Ghost Train by Stephen Laws

Ghost Train by Stephen Laws

Author:Stephen Laws
Language: eng
Format: epub
Publisher: Valancourt Books
Published: 2019-10-08T16:00:00+00:00


Eleven

Helen knew something bad was happening when everything vanished.

She had been sitting on the edge of the bed, watching as her Daddy and the Other Man came in and rescued them from the Bad Man. She knew that Daddy would come, it was what happened in every fairy story she had read. ‘Here comes the Cavalry’, Daddy would say, with comical inevitability, every time they watched a western on TV. And she also knew that something had happened to her when the Bad Man had hit Mummy. She supposed it was what Mummy called ‘The Bad Shock’ and that the best thing to do was just sit on the edge of the bed and be quiet until her mind told her that it was okay to be normal again. Helen remembered how Tracy Allen had looked that day in the schoolyard when she found out that her sister had been hit by a car. She had gone all white. ‘White as parchment,’ Helen had heard their PE teacher say later that afternoon. And although she didn’t know what parchment was, she guessed that it must be pretty white. Tracy hadn’t spoken a word but her eyes were all glassy and one of the other teachers had taken her home for a long rest. When Helen asked her about it, Mummy had told her about ‘shock’ and how it might take a little while to get better when something really bad like that happened to you. In her own way, Helen understood all of this, even though she had always thought that a ‘shock’ was something you got from seeing something really nasty – like one of the Doctor Who monsters when they crept up behind you and grabbed you. Helen had always thought that you screamed when you got a shock and that it made your hair go all spiky and your eyes pop out on springs, just like the characters in some of the comics she read. But she could grasp the concept, even though she thought the word was wrong. She understood that she was in shock now and wondered whether the sudden darkness had anything to do with it.

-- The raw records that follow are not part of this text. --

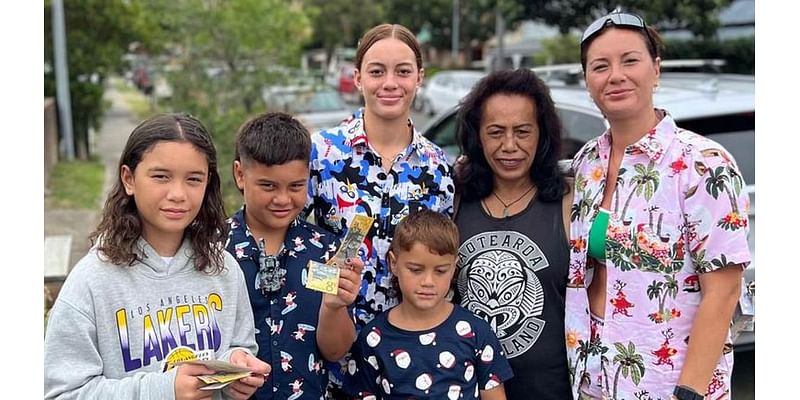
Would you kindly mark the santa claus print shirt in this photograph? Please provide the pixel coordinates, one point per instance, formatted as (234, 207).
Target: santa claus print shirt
(454, 360)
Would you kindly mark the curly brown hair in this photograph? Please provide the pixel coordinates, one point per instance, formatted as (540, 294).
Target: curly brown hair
(120, 226)
(433, 229)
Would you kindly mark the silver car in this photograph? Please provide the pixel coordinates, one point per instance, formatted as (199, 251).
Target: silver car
(719, 106)
(316, 107)
(445, 89)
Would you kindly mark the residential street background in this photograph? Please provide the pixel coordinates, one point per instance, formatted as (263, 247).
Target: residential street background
(119, 120)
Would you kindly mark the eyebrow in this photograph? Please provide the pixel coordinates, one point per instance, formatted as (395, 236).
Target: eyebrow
(494, 124)
(167, 170)
(380, 64)
(604, 58)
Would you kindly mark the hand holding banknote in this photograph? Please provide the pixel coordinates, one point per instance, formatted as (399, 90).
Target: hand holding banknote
(349, 284)
(245, 387)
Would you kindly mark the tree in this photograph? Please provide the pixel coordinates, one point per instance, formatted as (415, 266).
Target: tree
(699, 16)
(224, 53)
(98, 33)
(340, 23)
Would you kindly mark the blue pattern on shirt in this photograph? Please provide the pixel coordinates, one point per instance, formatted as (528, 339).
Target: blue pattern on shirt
(286, 319)
(347, 179)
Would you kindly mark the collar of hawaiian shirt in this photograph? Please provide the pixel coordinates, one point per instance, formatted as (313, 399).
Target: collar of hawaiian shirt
(357, 137)
(653, 144)
(242, 230)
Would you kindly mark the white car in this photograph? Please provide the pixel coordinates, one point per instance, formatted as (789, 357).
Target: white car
(720, 106)
(445, 89)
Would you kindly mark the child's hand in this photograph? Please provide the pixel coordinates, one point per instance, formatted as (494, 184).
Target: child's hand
(187, 385)
(349, 284)
(245, 387)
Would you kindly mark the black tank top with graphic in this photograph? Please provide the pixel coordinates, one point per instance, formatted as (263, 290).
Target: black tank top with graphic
(513, 273)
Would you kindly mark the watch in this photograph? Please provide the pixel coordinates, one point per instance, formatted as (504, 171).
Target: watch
(685, 393)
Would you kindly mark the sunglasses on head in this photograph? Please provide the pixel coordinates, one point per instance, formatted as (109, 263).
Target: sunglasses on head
(615, 18)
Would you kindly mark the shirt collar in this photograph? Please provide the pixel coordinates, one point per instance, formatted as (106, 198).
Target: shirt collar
(240, 232)
(653, 144)
(357, 137)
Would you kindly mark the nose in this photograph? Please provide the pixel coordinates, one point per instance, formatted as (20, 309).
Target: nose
(390, 82)
(427, 279)
(177, 192)
(509, 142)
(616, 73)
(282, 197)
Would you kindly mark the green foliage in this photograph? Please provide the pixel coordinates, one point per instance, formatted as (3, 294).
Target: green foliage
(97, 35)
(740, 54)
(76, 185)
(226, 53)
(698, 16)
(563, 49)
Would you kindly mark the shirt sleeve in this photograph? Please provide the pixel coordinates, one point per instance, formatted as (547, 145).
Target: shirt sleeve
(716, 206)
(313, 182)
(445, 194)
(491, 364)
(73, 367)
(244, 331)
(361, 379)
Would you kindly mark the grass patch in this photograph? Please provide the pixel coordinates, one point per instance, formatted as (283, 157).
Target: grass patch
(141, 106)
(75, 185)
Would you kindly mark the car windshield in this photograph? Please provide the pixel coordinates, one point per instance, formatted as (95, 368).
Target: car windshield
(308, 102)
(466, 81)
(736, 133)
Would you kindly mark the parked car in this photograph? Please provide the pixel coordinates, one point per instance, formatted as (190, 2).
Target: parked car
(445, 89)
(316, 107)
(719, 106)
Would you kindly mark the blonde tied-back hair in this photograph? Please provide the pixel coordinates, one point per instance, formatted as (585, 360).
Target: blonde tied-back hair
(385, 31)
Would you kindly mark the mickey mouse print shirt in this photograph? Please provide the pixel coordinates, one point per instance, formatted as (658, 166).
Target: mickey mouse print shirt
(347, 179)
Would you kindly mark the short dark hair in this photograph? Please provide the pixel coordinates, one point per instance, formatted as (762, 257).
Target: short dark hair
(475, 172)
(652, 40)
(272, 138)
(433, 229)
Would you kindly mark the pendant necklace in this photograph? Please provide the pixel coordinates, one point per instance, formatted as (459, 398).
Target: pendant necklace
(506, 206)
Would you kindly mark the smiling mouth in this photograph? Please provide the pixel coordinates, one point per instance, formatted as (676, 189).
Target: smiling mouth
(174, 213)
(509, 163)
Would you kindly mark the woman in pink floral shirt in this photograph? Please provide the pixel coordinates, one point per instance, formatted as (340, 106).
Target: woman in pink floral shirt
(658, 238)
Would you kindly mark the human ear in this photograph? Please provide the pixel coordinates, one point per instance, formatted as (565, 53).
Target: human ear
(238, 174)
(357, 78)
(392, 259)
(126, 176)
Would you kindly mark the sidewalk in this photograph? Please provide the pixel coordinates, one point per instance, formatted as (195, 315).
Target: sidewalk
(118, 122)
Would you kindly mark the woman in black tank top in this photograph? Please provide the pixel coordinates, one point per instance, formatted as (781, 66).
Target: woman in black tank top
(512, 216)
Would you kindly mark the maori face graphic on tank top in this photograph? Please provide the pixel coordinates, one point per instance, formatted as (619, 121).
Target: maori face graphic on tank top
(497, 282)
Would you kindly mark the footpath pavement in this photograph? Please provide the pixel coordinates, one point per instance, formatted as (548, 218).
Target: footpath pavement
(118, 122)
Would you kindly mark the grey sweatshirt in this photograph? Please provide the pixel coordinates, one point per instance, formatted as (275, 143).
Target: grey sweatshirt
(113, 327)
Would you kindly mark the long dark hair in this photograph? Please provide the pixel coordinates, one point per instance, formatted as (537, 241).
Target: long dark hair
(121, 225)
(474, 173)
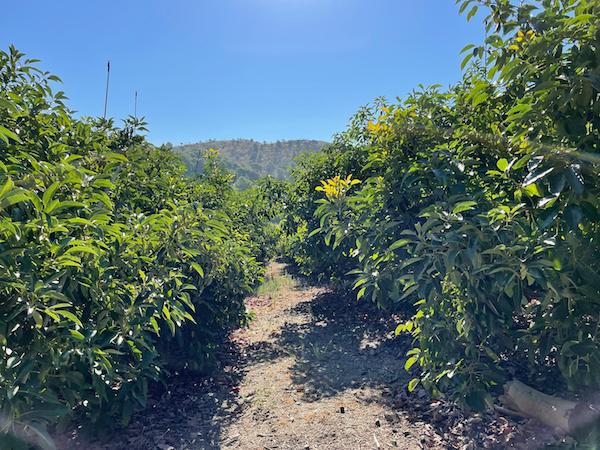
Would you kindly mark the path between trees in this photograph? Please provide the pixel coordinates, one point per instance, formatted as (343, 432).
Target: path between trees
(313, 371)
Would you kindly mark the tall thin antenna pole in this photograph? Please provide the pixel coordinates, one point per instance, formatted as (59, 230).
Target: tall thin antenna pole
(106, 93)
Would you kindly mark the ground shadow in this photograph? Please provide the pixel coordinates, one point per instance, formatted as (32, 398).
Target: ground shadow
(346, 344)
(188, 411)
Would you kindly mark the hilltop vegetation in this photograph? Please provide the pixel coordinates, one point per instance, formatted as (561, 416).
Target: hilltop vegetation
(477, 207)
(115, 269)
(474, 209)
(249, 160)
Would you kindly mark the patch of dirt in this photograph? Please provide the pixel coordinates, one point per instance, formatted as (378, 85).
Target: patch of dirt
(314, 371)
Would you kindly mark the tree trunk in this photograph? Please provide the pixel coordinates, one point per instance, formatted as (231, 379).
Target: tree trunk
(565, 415)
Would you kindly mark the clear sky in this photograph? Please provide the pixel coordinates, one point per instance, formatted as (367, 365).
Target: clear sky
(262, 69)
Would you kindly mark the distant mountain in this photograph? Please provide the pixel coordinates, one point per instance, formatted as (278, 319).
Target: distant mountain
(249, 159)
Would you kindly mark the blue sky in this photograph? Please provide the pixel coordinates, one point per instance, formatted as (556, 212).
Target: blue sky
(262, 69)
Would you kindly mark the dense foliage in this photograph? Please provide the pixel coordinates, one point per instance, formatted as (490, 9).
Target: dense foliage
(114, 267)
(479, 205)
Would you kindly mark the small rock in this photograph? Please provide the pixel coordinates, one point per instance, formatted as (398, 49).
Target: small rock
(390, 417)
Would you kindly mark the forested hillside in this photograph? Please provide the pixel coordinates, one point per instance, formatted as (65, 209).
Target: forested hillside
(248, 159)
(448, 242)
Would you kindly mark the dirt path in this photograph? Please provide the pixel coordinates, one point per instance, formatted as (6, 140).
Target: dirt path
(314, 371)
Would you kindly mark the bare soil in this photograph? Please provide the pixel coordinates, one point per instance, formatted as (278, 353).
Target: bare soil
(314, 371)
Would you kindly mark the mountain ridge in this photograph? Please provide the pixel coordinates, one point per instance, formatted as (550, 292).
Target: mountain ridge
(249, 159)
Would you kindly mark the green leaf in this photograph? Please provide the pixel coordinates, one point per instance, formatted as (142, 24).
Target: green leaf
(198, 269)
(502, 164)
(464, 206)
(399, 244)
(77, 335)
(410, 362)
(412, 384)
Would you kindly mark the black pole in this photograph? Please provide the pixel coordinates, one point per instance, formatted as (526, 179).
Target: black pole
(106, 93)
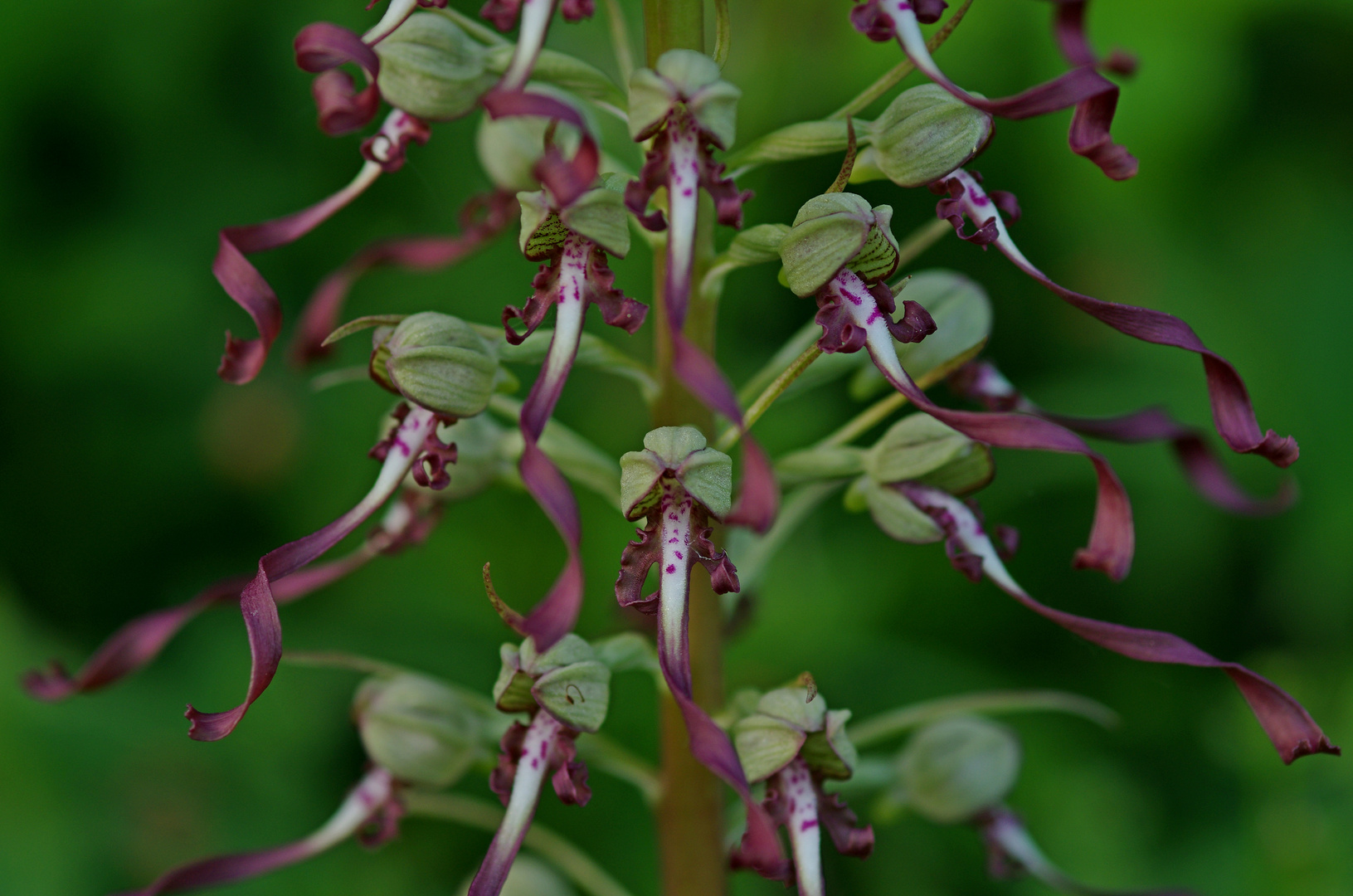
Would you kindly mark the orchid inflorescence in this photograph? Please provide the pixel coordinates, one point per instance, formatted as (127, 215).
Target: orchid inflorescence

Daddy had pressed the tape recorder switch (she didn’t know why, but he seemed to think that it was important) and darkness had suddenly spread from the spools. Just like the purple ink which had spread from Daddy’s splayed fountain pen nib onto the desk blotter on that day she had crept into his study when no one was looking. Except that this darkness just grew and grew and grew. It didn’t stop in a round, purple spot, as it had done on Daddy’s blotter. It had continued to spread and now the room was gone, Daddy and the tape recorder were gone, Mummy was gone, the Other Man was gone.

There was only Helen, sitting on the edge of the bed. And over there, in the same position and splayed out on a purple backdrop, the Bad Man lay crumpled like Helen’s Looby-­Lu doll.